Romantisme et réalisme sont pour Mariátegui deux postures intrinsèques au marxisme, qui se disputent la transformation révolutionnaire – selon une dialectique romantique-réaliste.
*Youri Martins-Fontes Il est titulaire d'un doctorat en histoire de la FFLCH-USP/Centre National de la Recherche Scientifique (CNRS). Auteur de Marx en Amérique – la praxis de Caio Prado et Mariátegui (Rue).
Pour lire la première partie, rendez-vous sur https://dpp.cce.myftpupload.com/jose-carlos-mariategui/
Références
Les principales œuvres philosophiques et historico-politiques de Mariátegui - en plus de sa correspondance, de sa critique littéraire, etc. – ont été publiés en 1959, dans une version populaire, par l'éditeur Amauta (Lima), en 16 volumes écrits par l'auteur, avec le titre Œuvres complètes.

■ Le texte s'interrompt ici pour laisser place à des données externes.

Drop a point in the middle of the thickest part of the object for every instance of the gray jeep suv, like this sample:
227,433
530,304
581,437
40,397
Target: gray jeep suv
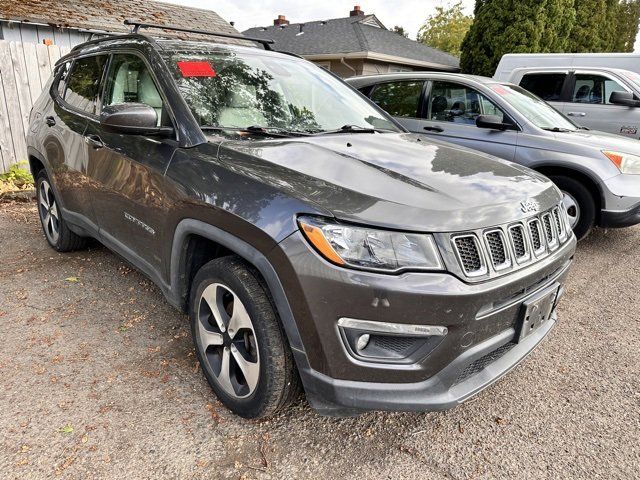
309,237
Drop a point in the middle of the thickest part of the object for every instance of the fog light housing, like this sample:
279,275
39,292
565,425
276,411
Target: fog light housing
382,342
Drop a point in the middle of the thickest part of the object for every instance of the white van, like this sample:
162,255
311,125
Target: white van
594,89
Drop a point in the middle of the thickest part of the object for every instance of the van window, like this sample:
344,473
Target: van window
452,102
131,82
547,86
594,89
400,99
83,83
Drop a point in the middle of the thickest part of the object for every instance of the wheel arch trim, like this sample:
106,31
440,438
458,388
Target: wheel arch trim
249,253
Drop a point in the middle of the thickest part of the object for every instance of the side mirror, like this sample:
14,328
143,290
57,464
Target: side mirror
624,98
131,118
492,122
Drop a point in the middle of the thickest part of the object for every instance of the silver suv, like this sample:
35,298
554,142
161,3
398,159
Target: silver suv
598,173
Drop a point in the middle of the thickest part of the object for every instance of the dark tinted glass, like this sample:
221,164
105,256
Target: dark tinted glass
547,86
400,99
83,83
594,89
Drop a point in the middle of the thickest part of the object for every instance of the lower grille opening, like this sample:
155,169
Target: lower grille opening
479,365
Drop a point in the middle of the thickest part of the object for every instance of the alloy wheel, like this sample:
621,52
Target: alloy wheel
572,207
49,214
227,341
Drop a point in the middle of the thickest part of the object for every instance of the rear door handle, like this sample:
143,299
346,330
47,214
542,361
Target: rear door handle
94,141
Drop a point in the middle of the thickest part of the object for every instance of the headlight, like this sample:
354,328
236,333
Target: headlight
626,162
368,248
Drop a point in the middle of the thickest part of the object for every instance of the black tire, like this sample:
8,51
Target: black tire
278,382
586,203
55,230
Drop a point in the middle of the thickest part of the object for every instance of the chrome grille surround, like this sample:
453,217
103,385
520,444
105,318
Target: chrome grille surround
506,248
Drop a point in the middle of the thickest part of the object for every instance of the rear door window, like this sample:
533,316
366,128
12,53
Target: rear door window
547,86
400,99
456,103
594,89
83,83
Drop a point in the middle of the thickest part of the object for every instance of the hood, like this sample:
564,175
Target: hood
399,181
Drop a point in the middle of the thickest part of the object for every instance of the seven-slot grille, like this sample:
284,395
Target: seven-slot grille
523,242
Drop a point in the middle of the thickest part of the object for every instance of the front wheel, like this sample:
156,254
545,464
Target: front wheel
53,225
580,205
242,350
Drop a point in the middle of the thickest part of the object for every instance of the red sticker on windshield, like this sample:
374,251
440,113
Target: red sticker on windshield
196,69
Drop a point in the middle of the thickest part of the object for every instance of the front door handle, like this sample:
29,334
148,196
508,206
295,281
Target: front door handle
94,141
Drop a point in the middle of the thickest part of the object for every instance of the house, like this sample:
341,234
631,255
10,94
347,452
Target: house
68,22
355,45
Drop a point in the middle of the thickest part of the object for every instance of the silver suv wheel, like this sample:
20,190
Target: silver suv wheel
227,340
49,215
573,208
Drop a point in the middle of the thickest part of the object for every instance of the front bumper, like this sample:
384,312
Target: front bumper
620,218
481,319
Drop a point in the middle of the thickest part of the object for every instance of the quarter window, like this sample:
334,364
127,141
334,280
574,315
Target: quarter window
131,82
452,102
547,86
400,99
594,89
83,83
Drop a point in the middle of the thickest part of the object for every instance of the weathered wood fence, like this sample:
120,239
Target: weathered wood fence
24,70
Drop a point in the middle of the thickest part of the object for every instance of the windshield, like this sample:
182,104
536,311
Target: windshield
536,110
238,90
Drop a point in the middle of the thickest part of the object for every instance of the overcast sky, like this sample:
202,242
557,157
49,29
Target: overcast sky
410,14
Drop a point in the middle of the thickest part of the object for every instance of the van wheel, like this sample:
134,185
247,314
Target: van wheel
53,225
240,345
580,205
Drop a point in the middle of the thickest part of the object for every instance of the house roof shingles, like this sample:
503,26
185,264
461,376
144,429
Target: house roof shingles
108,15
348,35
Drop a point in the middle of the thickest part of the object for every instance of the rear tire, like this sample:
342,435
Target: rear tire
55,228
580,204
239,342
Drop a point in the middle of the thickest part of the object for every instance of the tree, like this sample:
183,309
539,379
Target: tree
628,23
446,29
507,26
400,31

En 1994, à l'occasion de la commémoration de son centenaire, le même éditeur publiera total Mariátegui, édition la plus complète, qui comprend ses premiers écrits et une abondante correspondance.

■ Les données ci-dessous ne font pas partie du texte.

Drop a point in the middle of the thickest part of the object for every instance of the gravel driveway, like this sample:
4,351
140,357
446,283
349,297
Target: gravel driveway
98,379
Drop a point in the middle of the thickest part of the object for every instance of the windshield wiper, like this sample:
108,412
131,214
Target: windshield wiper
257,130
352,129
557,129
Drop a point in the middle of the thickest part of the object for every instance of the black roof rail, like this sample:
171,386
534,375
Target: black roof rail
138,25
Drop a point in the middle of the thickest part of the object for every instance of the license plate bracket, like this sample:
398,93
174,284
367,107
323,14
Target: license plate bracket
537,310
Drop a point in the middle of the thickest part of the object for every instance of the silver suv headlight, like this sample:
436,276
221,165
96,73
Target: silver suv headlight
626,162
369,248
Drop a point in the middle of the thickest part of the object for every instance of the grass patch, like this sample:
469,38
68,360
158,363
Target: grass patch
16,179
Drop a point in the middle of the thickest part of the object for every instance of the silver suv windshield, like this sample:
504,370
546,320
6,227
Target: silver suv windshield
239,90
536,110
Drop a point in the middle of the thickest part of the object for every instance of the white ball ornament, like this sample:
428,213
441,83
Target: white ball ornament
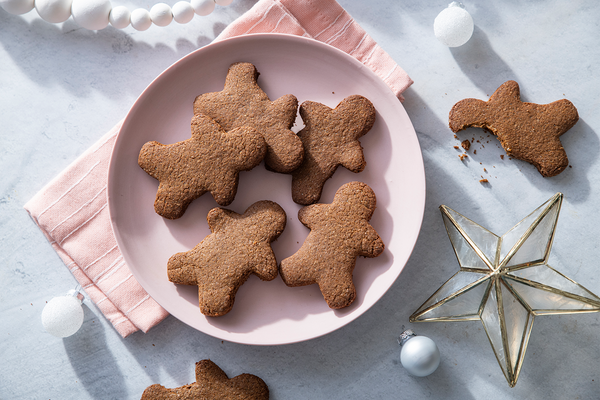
119,17
63,315
17,7
203,7
161,14
54,11
182,12
454,25
140,19
91,14
420,355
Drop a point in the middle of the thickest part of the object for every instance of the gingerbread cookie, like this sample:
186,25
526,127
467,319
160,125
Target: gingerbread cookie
210,161
330,138
212,383
243,103
238,246
527,131
339,232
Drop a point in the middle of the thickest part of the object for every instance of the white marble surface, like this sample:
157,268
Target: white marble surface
62,87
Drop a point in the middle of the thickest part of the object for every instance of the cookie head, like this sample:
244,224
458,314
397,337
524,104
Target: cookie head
243,103
239,245
527,131
339,232
330,139
212,383
210,161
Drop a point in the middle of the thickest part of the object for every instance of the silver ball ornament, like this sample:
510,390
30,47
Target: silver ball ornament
420,355
454,25
161,14
63,315
182,12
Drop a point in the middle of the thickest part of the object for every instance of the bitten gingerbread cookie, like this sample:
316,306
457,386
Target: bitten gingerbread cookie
212,383
238,246
330,139
527,131
210,161
243,103
339,232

au-delà du classique Sept essais…, parmi ses livres, se démarquer la scène contemporaine (1925); et les œuvres posthumes que l'auteur a laissées pré-organisées :
– « Defensa del marxismo – polemica revolucionaria » (1928-1929/ publié en 1934), dont la première édition en portugais (Défense du marxisme : polémiques révolutionnaires et autres écrits”) n'apparaît qu'en 2011, dans une édition de Boitempo qui apporte également d'autres textes clés de l'auteur ;
- L'âme du matin et autres stations de l'homme d'aujourd'hui (1923–1929/publié en 1950);
- Le feuilleton et la vie (1955).
En dehors de ces livres, des sélections de ses textes ont ensuite été organisées par leurs éditeurs, comme Thèmes de Nuestra America, Peruanicemos à Pérou, lettres d'italie, enseignes et travaux, et en particulier idéologie et politique (un livre qui traite de l'indigénisme, du socialisme au Pérou et de la position politico-philosophique marxiste de Mariátegui).
notes
[1] MARIÁTEGUI. José Carlos. Sept essais sur l'interprétation de la réalité péruvienne. São Paulo : Expressão Popular/ Clacso, 2008.

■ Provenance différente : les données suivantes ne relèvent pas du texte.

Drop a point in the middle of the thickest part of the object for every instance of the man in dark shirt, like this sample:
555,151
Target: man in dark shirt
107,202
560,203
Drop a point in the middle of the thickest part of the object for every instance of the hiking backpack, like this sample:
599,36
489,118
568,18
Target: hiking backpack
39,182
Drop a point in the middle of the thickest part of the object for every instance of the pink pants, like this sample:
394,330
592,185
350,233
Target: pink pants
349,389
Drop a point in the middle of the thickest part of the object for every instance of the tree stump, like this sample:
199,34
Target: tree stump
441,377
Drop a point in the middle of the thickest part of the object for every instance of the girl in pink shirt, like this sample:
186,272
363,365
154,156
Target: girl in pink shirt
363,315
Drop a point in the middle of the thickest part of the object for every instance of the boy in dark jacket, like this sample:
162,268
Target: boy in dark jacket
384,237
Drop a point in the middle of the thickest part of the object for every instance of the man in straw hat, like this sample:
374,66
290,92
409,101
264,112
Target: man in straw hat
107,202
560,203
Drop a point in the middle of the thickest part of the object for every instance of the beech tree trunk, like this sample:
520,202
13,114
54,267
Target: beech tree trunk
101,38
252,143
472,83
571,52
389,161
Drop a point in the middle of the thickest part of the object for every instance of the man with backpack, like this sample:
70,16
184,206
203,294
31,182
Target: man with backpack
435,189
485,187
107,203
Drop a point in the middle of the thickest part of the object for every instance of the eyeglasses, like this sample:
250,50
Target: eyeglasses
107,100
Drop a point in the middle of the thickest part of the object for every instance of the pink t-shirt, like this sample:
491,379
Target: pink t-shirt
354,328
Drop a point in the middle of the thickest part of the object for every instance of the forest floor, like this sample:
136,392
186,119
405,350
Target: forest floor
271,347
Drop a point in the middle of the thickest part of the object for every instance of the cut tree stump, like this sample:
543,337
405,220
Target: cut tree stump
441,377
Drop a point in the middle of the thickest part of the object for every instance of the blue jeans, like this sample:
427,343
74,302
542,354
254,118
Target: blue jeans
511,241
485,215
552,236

[2] MARTINS-FONTES, Youri. Marx en Amérique : la praxis de Caio Prado et Mariátegui. São Paulo : Alameda/FAPESP, 2018.
[3] « El problema de la tierra » deviendra l'un de ses sept essais, composant son livre classique avec les écrits suivants : « Economic Evolution Scheme » ; "Le problème de l'indien" ; « Le processus d'instruction publique » ; « Le facteur religieux » ; « Régionalisme et centralisme » ; et « Le processus de la littérature ».
[4] MARIÁTEGUI. JC ; MARTINS-FONTES, Y. (org., trad. et introduction). Défense du marxisme : polémiques révolutionnaires et autres écrits. São Paulo : Boitempo, 2011.